Issue 45 (June 2013, Volume 8, Number 3)

This issue focuses on a selection of Japanese writers in translation, from the current poster-boy of Japanese fiction, Haruki Murakami, to the rarely translated historical novelist, Shiba Ryōtarō.

Any country’s literature is essential to a broader understanding of its character and history. The great Japan scholar and translator Louis Allen once wrote:
In order to know a nation fully you have to go beyond knowing the way it expresses itself in its laws, its military behaviour, and its political systems. You have to know the way it talks about itself unconciously and through its fiction.
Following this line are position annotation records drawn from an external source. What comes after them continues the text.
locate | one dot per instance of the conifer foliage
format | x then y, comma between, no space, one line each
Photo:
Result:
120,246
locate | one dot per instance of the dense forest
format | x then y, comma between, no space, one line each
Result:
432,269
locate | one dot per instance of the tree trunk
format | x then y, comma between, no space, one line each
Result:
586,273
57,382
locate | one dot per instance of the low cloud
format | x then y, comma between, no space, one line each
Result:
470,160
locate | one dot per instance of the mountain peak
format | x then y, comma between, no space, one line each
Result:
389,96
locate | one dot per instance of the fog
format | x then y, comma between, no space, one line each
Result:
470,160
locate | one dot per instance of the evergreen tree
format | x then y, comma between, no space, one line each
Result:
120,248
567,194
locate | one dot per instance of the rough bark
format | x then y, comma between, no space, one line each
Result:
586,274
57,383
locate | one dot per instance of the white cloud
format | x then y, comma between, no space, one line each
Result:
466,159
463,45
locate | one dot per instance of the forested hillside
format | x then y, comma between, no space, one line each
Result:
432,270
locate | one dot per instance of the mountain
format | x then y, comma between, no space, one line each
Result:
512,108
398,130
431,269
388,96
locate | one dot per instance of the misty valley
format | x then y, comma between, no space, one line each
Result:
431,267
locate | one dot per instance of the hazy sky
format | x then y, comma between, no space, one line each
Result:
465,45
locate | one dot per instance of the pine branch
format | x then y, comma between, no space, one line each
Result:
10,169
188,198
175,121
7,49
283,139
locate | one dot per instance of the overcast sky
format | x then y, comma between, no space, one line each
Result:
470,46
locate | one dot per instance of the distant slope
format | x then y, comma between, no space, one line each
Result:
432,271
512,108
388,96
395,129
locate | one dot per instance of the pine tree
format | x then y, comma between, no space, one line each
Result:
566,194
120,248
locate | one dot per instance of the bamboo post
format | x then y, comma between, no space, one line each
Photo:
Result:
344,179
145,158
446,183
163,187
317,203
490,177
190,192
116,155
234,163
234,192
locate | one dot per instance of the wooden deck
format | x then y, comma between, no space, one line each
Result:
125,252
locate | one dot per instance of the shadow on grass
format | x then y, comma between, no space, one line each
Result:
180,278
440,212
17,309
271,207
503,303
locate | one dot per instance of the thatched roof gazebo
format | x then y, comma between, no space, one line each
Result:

In other words, the fiction of a nation is as important as the facts of a nation if we want to know it properly.

Viewed in this light, the continuing translation of Japanese novels into English is vital work and this issue presents a broad cross section of translated work, including 1Q84, Murakami’s latest surrealist blockbuster novel; The Winter Sun Shines In, reflections on the life of poet Masaoka Shiki by the scholar Donald Keene; a 2013 translation of Schoolgirl by the short-lived writer Ozamu Dazai, and Clouds above the Hill, an historical epic based on the author’s experience of the Russo-Japanese War.

Introducing this array of great literary exports is an article by our editor Sean Curtin, who joined others in celebrating the very first British vessel to sail into Japanese waters, 400 years ago this June. So began a cultural exchange that continues to this day.